Saturday, April 4, 2009

Our Misguided Immigration Policy

You know things are getting bad when an immigrant-friendly mayor is put in the position to lament:
“I’m the hero of every redneck in America.”
This is exactly what happened to Irving, Texas mayor Herbert A. Gears.

Because the federal government has a schizophrenic and ineffective immigration policy that localities are trying to make up for. Upon his election, I think he summed up the problem facing states and cities pretty well, saying:

“We’ve defined what our responsibility is, and that’s only to allow the federal government to do its job. It’s not our responsibility to evaluate it or assess whether it’s good or not.”

Well, enabling bad laws have predictably bad consequences--hurting your own economy, for one:

Just after sunrise one morning last summer, as his two sons hurried out the door to school, Oscar Urbina might have presented a portrait of domestic stability in this Dallas suburb, a 35-year-old man with a nice home, a thriving family and a steady contracting job.

But a few weeks earlier, after buying a Dodge Ram truck at a local dealership, he had been summoned back to deal with some paperwork problems. And shortly after he arrived, so did the police, who arrested him on charges of using a false Social Security number.

Mr. Urbina does not deny it; he has been living illegally in the Dallas area since coming to the country from Mexico in 1993. But the turn of events stunned him in a once-welcoming place where people had never paid much attention to Social Security numbers.

If the arrest had come earlier, it might have had little effect on his life. But two years ago, Irving made a decision, championed by its first-term mayor, Herbert A. Gears, to conduct immigration checks on everyone booked into the local jail. So Mr. Urbina was automatically referred to the federal authorities and now faces possible deportation, becoming one of more than 4,000 illegal immigrants here who have ended up in similar circumstances.

Let's hear it for deporting productive members of society that spend money in our economy!

You can read the rest of this pathetic story here.

Friday, April 3, 2009

Dear America, You Wasted Your Money

Love, the Ex-Chairman of AIG:

WASHINGTON — Maurice R. Greenberg, the former chairman of the American International Group, said Thursday that the government’s $170 billion bailout had failed and that taxpayers would have been better off letting the company go bankrupt.
Either libertarians are psychic, or--GASP!--we might actually know what we're talking about when it comes to economics.

I (Used to) Smoke Marijuana

So Will Wilkinson lays out the cost of the drug war and has, with a growing recent trend, admitted to marijuana use. I can't say I smoke pot anymore, because I don't, but I used to and I am not afraid to admit it.

I never got in trouble with it: never been arrested, lost no jobs, never experienced pot-induced depression, and I suffer no permanent memory loss. I just smoked a lot when I was younger and outgrew it. I didn't stop because it was "the responsible thing to do"--I stopped because I just didn't like the daze I was in the next day. It effects everyone differently, and that is just one of the side-effects that affected me once I became an occasional smoker, and I don't like it.

But for all the marijuana I smoked--I was never a dealer--the law says I was a criminal. And so was Michael Phelps. And Newt Gingrich. And cancer and AIDS patients in California. And Snoop Dogg. And Woody Harrelson. And Bill Clinton. And Barack Obama. And Tony Blair. And tens of millions of Americans in every walk of life--that, through their actions, have subjected themselves to arrest, conviction, loss of job and educational opportunity because some people believe it immoral to get high.

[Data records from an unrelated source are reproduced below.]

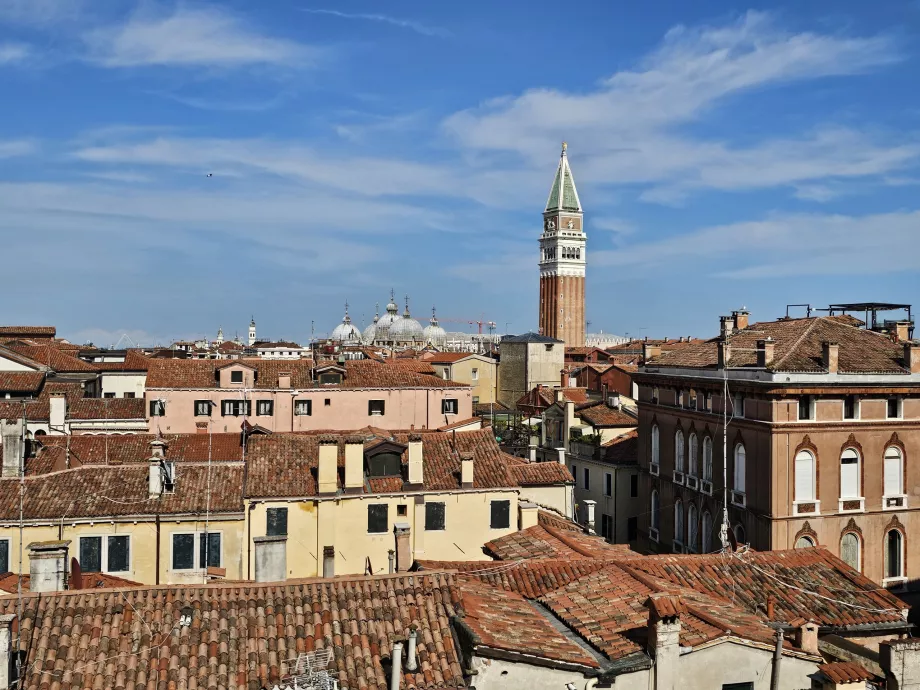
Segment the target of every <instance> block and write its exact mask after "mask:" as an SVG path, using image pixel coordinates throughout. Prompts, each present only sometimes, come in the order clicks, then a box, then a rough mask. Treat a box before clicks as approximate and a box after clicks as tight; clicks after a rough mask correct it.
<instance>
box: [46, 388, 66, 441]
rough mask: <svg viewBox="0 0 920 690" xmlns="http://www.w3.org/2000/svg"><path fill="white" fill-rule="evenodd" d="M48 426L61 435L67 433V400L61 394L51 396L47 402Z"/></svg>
mask: <svg viewBox="0 0 920 690" xmlns="http://www.w3.org/2000/svg"><path fill="white" fill-rule="evenodd" d="M48 405H49V408H48V426H49V427H51V429H52V430H53V431H56V432H58V433H59V434H63V433H65V432H66V431H67V427H66V423H67V398H66V397H64V394H63V393H57V394H55V395H52V396H51V398H50V399H49V400H48Z"/></svg>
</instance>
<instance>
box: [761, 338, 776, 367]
mask: <svg viewBox="0 0 920 690" xmlns="http://www.w3.org/2000/svg"><path fill="white" fill-rule="evenodd" d="M775 349H776V341H775V340H773V338H766V339H764V340H758V341H757V366H758V367H760V368H761V369H766V368H767V367H769V366H770V365H771V364H773V352H774V350H775Z"/></svg>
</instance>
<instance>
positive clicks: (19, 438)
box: [0, 419, 25, 477]
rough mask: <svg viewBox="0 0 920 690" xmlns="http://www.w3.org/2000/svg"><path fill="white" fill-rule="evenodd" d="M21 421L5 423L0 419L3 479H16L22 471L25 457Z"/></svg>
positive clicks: (2, 472) (17, 420)
mask: <svg viewBox="0 0 920 690" xmlns="http://www.w3.org/2000/svg"><path fill="white" fill-rule="evenodd" d="M22 436H23V421H22V420H21V419H16V420H11V421H6V420H5V419H0V442H2V443H3V472H2V476H4V477H18V476H19V473H20V472H21V471H22V462H23V458H24V456H25V445H24V444H23V439H22Z"/></svg>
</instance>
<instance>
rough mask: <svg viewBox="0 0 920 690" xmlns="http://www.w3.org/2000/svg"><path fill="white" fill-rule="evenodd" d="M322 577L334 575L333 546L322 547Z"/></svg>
mask: <svg viewBox="0 0 920 690" xmlns="http://www.w3.org/2000/svg"><path fill="white" fill-rule="evenodd" d="M323 577H335V547H334V546H324V547H323Z"/></svg>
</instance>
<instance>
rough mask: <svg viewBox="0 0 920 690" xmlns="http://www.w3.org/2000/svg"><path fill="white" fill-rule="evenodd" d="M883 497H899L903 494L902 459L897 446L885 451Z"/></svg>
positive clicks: (889, 447)
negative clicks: (883, 491) (896, 496)
mask: <svg viewBox="0 0 920 690" xmlns="http://www.w3.org/2000/svg"><path fill="white" fill-rule="evenodd" d="M884 488H885V495H886V496H901V495H902V494H903V493H904V458H903V456H902V455H901V449H900V448H898V447H897V446H888V448H886V449H885V487H884Z"/></svg>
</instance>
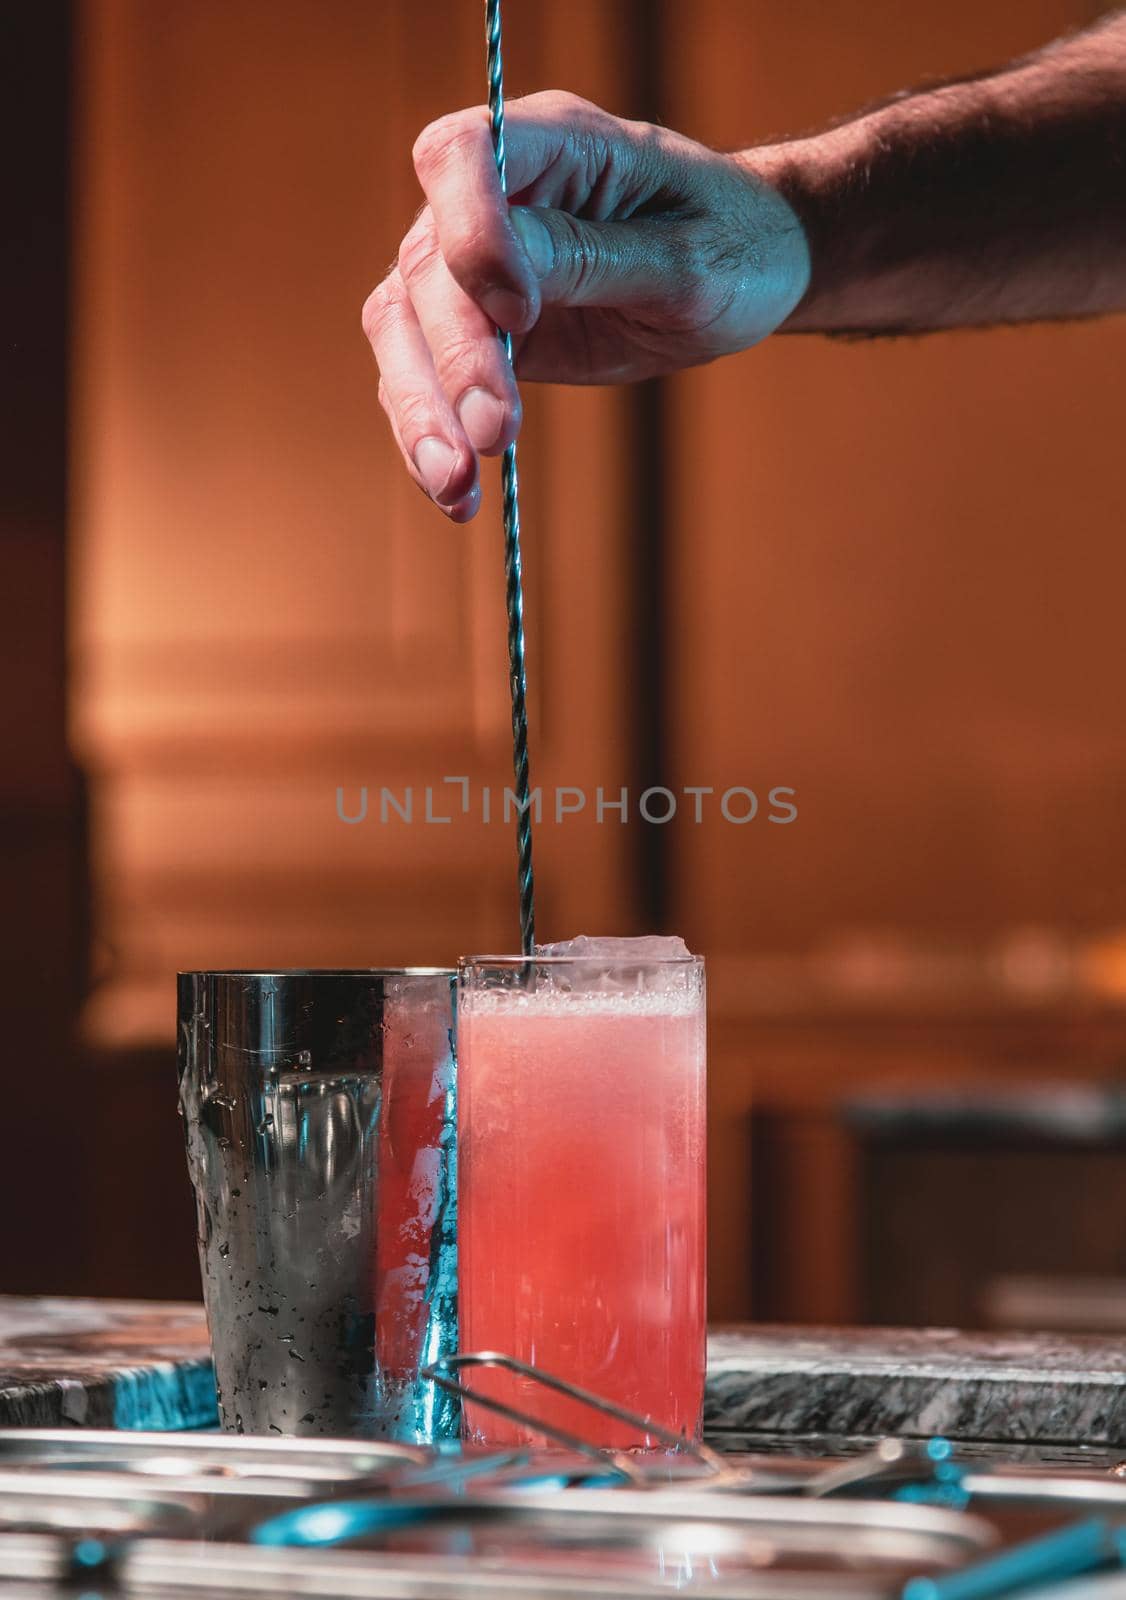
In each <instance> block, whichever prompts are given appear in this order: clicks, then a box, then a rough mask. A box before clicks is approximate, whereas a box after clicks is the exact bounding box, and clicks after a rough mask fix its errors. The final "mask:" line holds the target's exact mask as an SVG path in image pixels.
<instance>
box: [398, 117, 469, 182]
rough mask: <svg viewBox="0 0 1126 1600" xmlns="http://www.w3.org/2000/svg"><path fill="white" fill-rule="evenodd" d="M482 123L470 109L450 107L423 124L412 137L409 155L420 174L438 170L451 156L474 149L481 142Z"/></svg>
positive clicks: (455, 155) (461, 154)
mask: <svg viewBox="0 0 1126 1600" xmlns="http://www.w3.org/2000/svg"><path fill="white" fill-rule="evenodd" d="M480 136H481V123H480V120H478V117H477V115H475V114H473V112H469V110H451V112H446V115H445V117H438V118H437V122H430V123H427V125H425V128H424V130H422V133H421V134H419V136H417V139H416V141H414V149H413V150H411V157H413V160H414V171H416V173H417V174H419V178H425V176H427V174H429V173H435V171H440V170H441V168H443V166H446V165H448V163H449V162H451V160H454V158H457V157H461V155H465V154H470V152H475V150H477V147H478V144H480Z"/></svg>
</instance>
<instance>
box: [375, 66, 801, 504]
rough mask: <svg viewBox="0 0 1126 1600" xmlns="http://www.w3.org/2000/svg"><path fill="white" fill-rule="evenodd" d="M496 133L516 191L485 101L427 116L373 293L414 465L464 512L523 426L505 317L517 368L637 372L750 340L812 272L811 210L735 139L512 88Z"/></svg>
mask: <svg viewBox="0 0 1126 1600" xmlns="http://www.w3.org/2000/svg"><path fill="white" fill-rule="evenodd" d="M505 147H507V171H509V202H510V203H509V202H505V198H504V195H502V192H501V184H499V179H497V173H496V165H494V160H493V142H491V136H489V122H488V110H486V109H485V107H483V106H478V107H473V109H472V110H462V112H454V114H453V115H449V117H443V118H441V120H438V122H435V123H430V126H429V128H425V130H424V131H422V134H421V136H419V139H417V142H416V146H414V166H416V171H417V174H419V181H421V184H422V189H424V192H425V198H427V205H425V206H424V208H422V211H421V213H419V216H417V218H416V221H414V226H413V227H411V230H409V232H408V235H406V237H405V240H403V243H401V246H400V251H398V262H397V266H395V269H393V270H392V272H390V274H389V275H387V277H385V278H384V282H382V283H381V285H379V286H377V288H376V290H373V293H371V294H369V296H368V299H366V302H365V307H363V330H365V333H366V336H368V339H369V341H371V349H373V350H374V354H376V360H377V362H379V373H381V382H379V398H381V402H382V406H384V410H385V413H387V418H389V421H390V426H392V432H393V435H395V440H397V443H398V448H400V450H401V453H403V459H405V461H406V469H408V472H409V474H411V477H413V478H414V482H416V483H417V485H419V486H421V488H422V490H425V493H427V494H429V496H430V498H432V499H433V501H435V502H437V504H438V506H440V507H441V509H443V510H445V512H446V515H448V517H449V518H451V520H453V522H469V518H470V517H472V515H473V514H475V512H477V507H478V502H480V488H478V482H477V472H478V453H480V454H485V456H494V454H499V453H501V451H502V450H504V448H505V445H509V443H510V442H512V440H513V438H515V435H517V430H518V429H520V395H518V392H517V384H515V379H513V374H512V371H510V370H509V365H507V362H505V358H504V349H502V346H501V341H499V339H497V333H496V330H497V328H502V330H505V331H510V333H512V336H513V349H515V360H517V374H518V376H520V378H528V379H533V381H542V382H568V384H613V382H629V381H630V379H637V378H654V376H657V374H661V373H670V371H675V370H678V368H681V366H696V365H699V363H701V362H710V360H713V358H715V357H717V355H726V354H729V352H733V350H742V349H747V346H752V344H755V342H757V341H758V339H763V338H765V336H766V334H768V333H771V331H773V330H774V328H776V326H777V325H779V323H781V322H784V320H785V317H789V314H790V312H792V310H793V307H795V306H797V304H798V301H800V299H801V296H803V293H805V290H806V285H808V282H809V251H808V246H806V238H805V234H803V230H801V224H800V222H798V219H797V216H795V213H793V211H792V210H790V206H789V205H787V202H785V200H782V198H781V195H779V194H777V192H776V190H774V189H771V187H768V186H766V184H765V182H763V181H761V179H758V178H755V176H753V174H752V171H750V168H749V166H747V165H745V163H744V160H742V158H741V157H737V155H718V154H715V152H713V150H709V149H705V147H704V146H701V144H694V142H693V141H691V139H685V138H681V136H680V134H675V133H670V131H667V130H665V128H656V126H649V125H648V123H638V122H621V120H619V118H617V117H611V115H609V114H608V112H603V110H600V109H598V107H597V106H592V104H589V102H587V101H582V99H577V98H576V96H573V94H563V93H545V94H531V96H528V98H526V99H520V101H510V102H509V107H507V110H505Z"/></svg>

But, indeed, with death tolls rising on the U.S.-Mexico border, with numerous people being kicked-out of college for drug offenses and losing college loans because of drug convictions, and the hundreds of deaths and injuries that have resulted from the law enforcement of this petty vice, marijuana prohibition is itself immoral and must be ended.

I, too, smoked marijuana, and I liked it.

Wednesday, April 1, 2009

Quote of the Day

“If you believe that politicians are about solving problems and need more power in order to do so, then you are going to side with Progressive Corporatism. If you believe that politicians are about power and need problems as an excuse to get it, then you are going to side with The Resistance.” - Arnold Kling

H/T: Caleb "Voice of Liberty" Brown

100 Pot Heads Facing the Wall, 100 Pot Heads an Hour

Take one in, process the kid, 99 pot heads arrested an hour: (click on picture to see full size)
This is your government on Drug War. Any questions?

H/T: Agitator

UPDATE: Uh, I just read a piece by my former colleague Jacob Sullum over at H&R that has a similar headline, albeit for a completely different story. That's just weird--'99 bottles of beer on the wall' is apparently a running theme.